Il bambino allora dice al padre che deve sforzarsi a scrivere perchè ha bisogno di soldi. E Tony a quel punto risponde sarcasticamente “All I need is love!” Il riferimento è chiaro, ma i Beatles non vengono mai menzionati nè uditi.
Un altro piccolo spunto. Alcune delle sequenze ambientate durante la Prima Guerra Mondiale sono accompagnate da un arrangiamento della popolare marcia militareOver There (1917). Solo chi la conosce può coglierne la presenza.
E non mancano strizzate d’occhi anche alla cultura extra-musicale. Per segnalare l’inizio degli anni ’30, uno dei personaggi dice “Garbo talks!”, citando lo slogan del primo film sonoro interpretato da Greta Garbo, Anna Christie (1930).
Insomma, vi sarete fatti un’idea.
Ovviamente la colonna sonora del film è significativa, perchè deve accompagnare il trascorrere delle epoche e le vicende dei personaggi. Andiamo quindi in ordine cronologico.
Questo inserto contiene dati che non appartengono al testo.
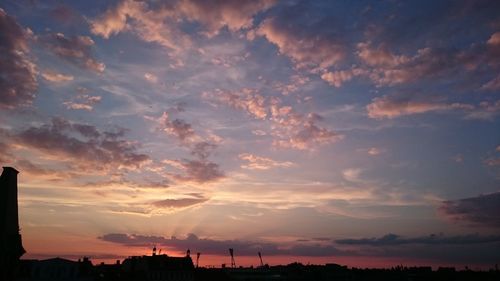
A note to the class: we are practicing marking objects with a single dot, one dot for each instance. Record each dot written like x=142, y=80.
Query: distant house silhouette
x=11, y=247
x=159, y=267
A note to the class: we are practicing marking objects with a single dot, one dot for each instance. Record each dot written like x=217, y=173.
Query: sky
x=364, y=133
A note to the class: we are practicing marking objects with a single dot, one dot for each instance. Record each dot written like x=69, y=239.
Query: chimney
x=11, y=247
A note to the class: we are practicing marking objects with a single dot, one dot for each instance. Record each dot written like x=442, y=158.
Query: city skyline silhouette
x=282, y=132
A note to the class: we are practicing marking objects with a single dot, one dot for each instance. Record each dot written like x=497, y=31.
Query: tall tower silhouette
x=11, y=247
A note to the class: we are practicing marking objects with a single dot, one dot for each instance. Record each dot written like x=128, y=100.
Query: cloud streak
x=18, y=83
x=74, y=49
x=483, y=210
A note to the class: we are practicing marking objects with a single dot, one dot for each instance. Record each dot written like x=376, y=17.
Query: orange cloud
x=17, y=73
x=261, y=163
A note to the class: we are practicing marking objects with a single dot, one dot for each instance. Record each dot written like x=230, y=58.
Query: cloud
x=17, y=73
x=151, y=77
x=380, y=56
x=351, y=174
x=290, y=129
x=482, y=210
x=248, y=100
x=219, y=247
x=373, y=151
x=160, y=24
x=486, y=111
x=296, y=81
x=83, y=101
x=83, y=147
x=261, y=163
x=392, y=107
x=178, y=128
x=433, y=239
x=494, y=40
x=492, y=85
x=198, y=171
x=55, y=77
x=306, y=48
x=337, y=78
x=302, y=132
x=216, y=14
x=75, y=49
x=179, y=203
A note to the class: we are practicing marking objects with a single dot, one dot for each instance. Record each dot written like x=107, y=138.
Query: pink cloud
x=307, y=51
x=55, y=77
x=391, y=107
x=17, y=72
x=216, y=14
x=75, y=49
x=255, y=162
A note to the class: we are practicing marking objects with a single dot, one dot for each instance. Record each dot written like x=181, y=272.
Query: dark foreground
x=163, y=267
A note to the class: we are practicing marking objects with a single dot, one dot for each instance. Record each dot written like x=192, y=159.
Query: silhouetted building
x=57, y=269
x=158, y=267
x=11, y=247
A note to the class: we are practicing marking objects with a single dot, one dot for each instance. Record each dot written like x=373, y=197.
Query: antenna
x=231, y=252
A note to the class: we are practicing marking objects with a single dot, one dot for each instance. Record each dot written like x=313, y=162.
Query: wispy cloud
x=75, y=49
x=53, y=76
x=18, y=83
x=262, y=163
x=482, y=210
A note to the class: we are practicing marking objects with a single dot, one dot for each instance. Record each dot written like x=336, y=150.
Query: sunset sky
x=364, y=133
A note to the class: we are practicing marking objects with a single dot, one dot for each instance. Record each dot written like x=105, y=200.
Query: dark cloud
x=75, y=49
x=220, y=247
x=433, y=239
x=84, y=146
x=481, y=210
x=464, y=249
x=17, y=73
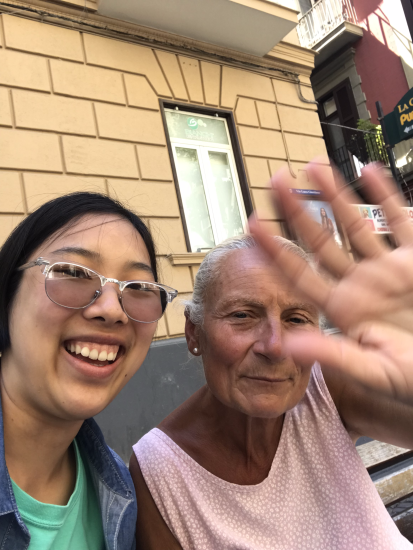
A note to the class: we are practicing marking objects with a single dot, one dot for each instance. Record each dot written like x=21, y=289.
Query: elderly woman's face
x=247, y=314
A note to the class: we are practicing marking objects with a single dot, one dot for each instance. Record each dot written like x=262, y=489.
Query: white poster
x=375, y=217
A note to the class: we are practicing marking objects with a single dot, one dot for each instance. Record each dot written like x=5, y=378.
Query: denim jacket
x=113, y=486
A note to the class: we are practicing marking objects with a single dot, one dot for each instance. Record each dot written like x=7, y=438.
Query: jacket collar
x=7, y=501
x=101, y=459
x=95, y=450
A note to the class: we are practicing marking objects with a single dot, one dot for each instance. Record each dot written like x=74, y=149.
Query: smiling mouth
x=98, y=355
x=268, y=380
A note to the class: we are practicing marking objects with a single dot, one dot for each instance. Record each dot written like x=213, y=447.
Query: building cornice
x=285, y=61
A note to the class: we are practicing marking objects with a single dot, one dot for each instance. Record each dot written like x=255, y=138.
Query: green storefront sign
x=399, y=123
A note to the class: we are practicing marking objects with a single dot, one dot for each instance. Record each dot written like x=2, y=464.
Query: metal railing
x=361, y=148
x=324, y=17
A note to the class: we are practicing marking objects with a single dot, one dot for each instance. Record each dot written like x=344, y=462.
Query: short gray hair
x=208, y=270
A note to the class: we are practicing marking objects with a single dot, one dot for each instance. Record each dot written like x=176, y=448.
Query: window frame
x=233, y=146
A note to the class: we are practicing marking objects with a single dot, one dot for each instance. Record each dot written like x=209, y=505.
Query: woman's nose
x=107, y=306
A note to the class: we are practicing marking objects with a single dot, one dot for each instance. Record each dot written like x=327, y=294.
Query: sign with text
x=399, y=123
x=375, y=217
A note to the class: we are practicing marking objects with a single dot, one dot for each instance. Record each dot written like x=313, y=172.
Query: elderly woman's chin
x=263, y=398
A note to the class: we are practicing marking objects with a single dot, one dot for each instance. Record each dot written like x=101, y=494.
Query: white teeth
x=103, y=355
x=94, y=354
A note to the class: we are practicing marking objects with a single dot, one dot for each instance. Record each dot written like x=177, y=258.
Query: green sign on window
x=196, y=127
Dal Maple Leaf Rag di Scott Joplin (1899) passiamo sopra la Grande Guerra alle composizioni di George Gershwin degli anni ’20. Lo swing di Sing, Sing, Sing nella versione di Benny Goodman (1937) accompagna le immagini della Seconda Guerra Mondiale.
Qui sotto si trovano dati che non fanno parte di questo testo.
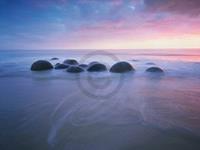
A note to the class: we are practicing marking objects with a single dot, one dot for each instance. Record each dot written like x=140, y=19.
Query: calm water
x=55, y=110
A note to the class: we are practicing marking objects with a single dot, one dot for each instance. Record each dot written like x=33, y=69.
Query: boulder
x=61, y=66
x=70, y=62
x=97, y=67
x=150, y=63
x=121, y=67
x=154, y=69
x=41, y=65
x=75, y=69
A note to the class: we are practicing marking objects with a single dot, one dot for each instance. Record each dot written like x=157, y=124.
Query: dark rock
x=75, y=69
x=71, y=62
x=97, y=67
x=54, y=58
x=61, y=66
x=121, y=67
x=154, y=69
x=83, y=65
x=41, y=65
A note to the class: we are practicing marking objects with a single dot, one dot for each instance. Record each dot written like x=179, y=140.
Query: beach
x=56, y=110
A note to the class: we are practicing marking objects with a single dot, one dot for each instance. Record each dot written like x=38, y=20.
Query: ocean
x=56, y=110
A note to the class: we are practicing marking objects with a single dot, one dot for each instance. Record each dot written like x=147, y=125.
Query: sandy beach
x=58, y=110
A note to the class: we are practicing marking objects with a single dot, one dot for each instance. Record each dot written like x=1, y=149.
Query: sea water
x=56, y=110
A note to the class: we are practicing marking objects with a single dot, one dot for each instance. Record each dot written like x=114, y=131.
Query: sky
x=99, y=24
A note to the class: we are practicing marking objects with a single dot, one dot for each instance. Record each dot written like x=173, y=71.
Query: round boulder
x=41, y=65
x=121, y=67
x=154, y=69
x=75, y=69
x=150, y=63
x=70, y=62
x=54, y=58
x=97, y=67
x=61, y=66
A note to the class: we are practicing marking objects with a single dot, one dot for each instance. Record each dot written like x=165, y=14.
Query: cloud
x=189, y=7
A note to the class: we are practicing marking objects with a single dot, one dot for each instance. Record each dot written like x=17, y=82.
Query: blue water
x=56, y=110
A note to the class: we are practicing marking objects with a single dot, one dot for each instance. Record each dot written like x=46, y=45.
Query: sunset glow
x=89, y=24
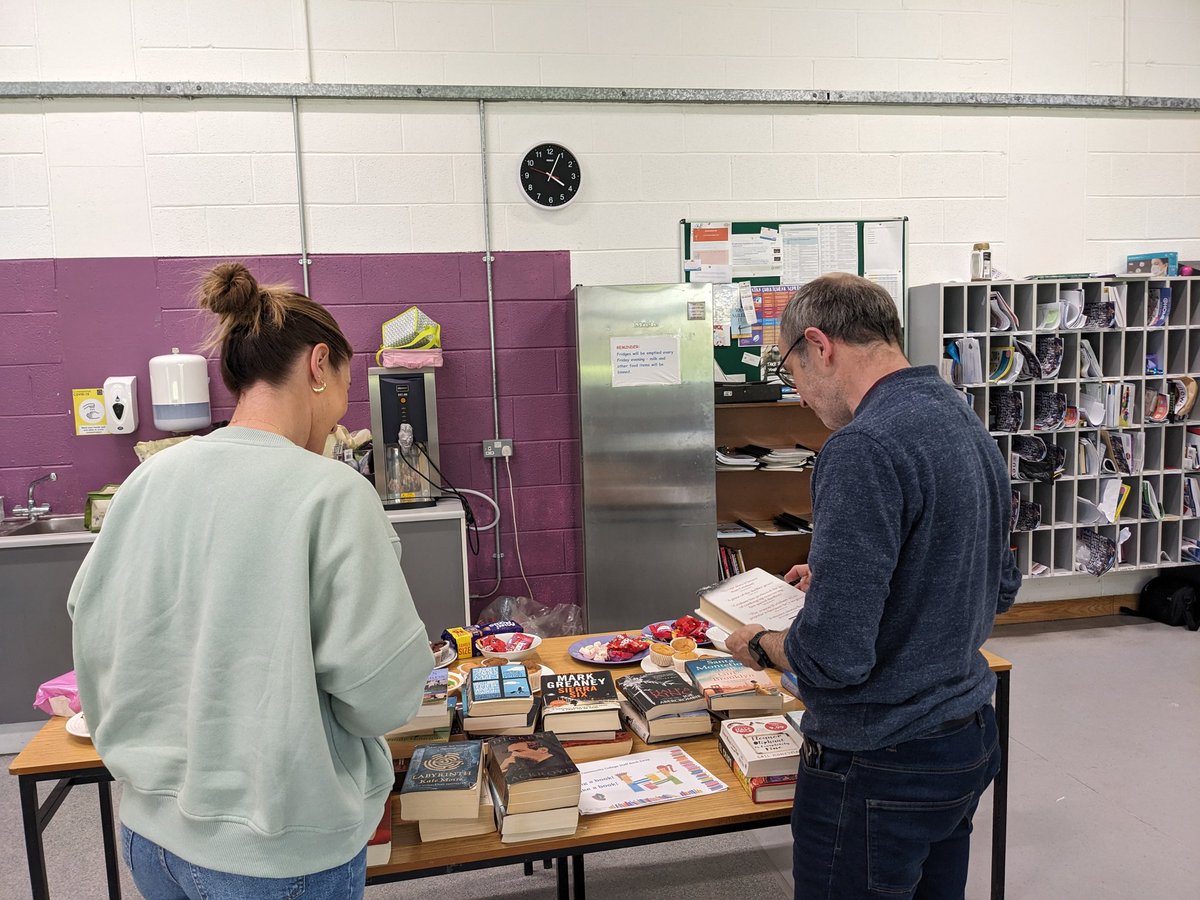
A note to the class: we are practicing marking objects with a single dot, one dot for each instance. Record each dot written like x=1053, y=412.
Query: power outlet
x=495, y=449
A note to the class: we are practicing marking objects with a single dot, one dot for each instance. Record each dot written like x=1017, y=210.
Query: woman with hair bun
x=243, y=629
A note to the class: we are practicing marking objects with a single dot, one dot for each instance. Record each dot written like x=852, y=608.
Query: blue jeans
x=161, y=875
x=894, y=822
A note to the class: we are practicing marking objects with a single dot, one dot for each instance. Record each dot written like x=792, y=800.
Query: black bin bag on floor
x=1170, y=599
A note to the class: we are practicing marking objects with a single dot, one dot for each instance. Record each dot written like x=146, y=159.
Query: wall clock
x=550, y=175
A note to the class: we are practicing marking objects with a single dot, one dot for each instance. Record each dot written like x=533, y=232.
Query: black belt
x=952, y=725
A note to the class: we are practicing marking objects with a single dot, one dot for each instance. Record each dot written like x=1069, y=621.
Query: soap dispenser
x=121, y=403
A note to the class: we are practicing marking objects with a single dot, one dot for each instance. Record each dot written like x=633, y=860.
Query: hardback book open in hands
x=756, y=597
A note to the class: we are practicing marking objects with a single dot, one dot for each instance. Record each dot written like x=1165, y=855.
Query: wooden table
x=53, y=754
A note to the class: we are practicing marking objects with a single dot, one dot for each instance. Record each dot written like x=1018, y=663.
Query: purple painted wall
x=71, y=323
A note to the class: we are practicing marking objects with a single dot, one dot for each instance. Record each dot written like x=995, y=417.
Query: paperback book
x=443, y=781
x=658, y=694
x=727, y=684
x=761, y=790
x=643, y=780
x=532, y=772
x=666, y=727
x=580, y=702
x=762, y=747
x=496, y=690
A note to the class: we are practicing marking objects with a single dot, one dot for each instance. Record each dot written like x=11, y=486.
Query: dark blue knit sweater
x=911, y=562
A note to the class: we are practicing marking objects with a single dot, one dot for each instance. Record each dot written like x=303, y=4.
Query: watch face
x=550, y=175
L’hard bop e il cool jazz entrano prepotentemente con la rabbia di Tony e la sua fuga da casa negli anni ’50. Abbiamo la quasi obbligatoria Take Five del Dave Brubeck Quartet (1959), e, con un pò di imprecisione storica, Cantaloupe Island di Herbie Hancock (1964).
Il rock and roll fa la sua comparsa dapprima con Turn Me Loose di Fabian Forte, del 1959. Negli anni ’60 presto arriva il folk rock di Bob Dylan (Don’t Think Twice, It’s All Right, 1963) e dei Mamas & the Papas (California Dreamin’, 1965).
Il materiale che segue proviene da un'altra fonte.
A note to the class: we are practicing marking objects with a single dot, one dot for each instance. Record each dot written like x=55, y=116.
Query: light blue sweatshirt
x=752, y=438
Quando Tony giunge in California, esplode la controcultura, ed ecco allora prontamente Somebody to Love dei Jefferson Airplane. Il soffocamento della controcultura nelle droghe viene accompagnato da Janis Joplin, Jimi Hendrix e The Doors, e non a caso: Hendrix, la Joplin e Jim Morrison sono tutti e tre morti per lo stesso motivo.
Gli anni ’70 nichilisti di Tony e Pete vengono commentati da I’m Waiting for the Man in una versione live da solista di Lou Reed. Si giunge infine alla rottura del punk rock (Pretty Vacant dei Sex Pistols, 1977) e dell’heavy metal (se tale si può definire Hell Is for Children di Pat Benatar, 1980).
Il trionfo finale come rockstar di Pete viene affidato ad un medley in cui compare anche la vecchia Blue Suede Shoes, del 1955 (la scelta si spiega col revivalismo Reaganiano, vedi qui). Infine, sui titoli di coda, la Freebird dei Lynyrd Skynyrd, come epico riassunto dell’intera saga.
Tutto questo è soltanto un riassunto veloce.
Per apprezzare a fondo questo film occorre una profonda conoscenza della storia della musica, della cultura e della società americana del ‘900, per cogliere come tutti i tasselli si incastrino alla perfezione. Vanno notati infiniti particolari, come il simbolismo dell’armonica a bocca che viene tramandata di padre in figlio, o il fatto che Zalmie riesca finalmente a “cantare” solo quando alla fine denuncia i suoi amici mafiosi.
American Pop è un film che va visto e rivisto, una matassa da districare per musicofili, ma anche cinefili e appassionati di cultura e storia. E, ripetiamo, ci vorrebbe un volume intero per elencare tutti i buoni motivi di questo film ed esplorare la ragnatela di significati che vi si trova.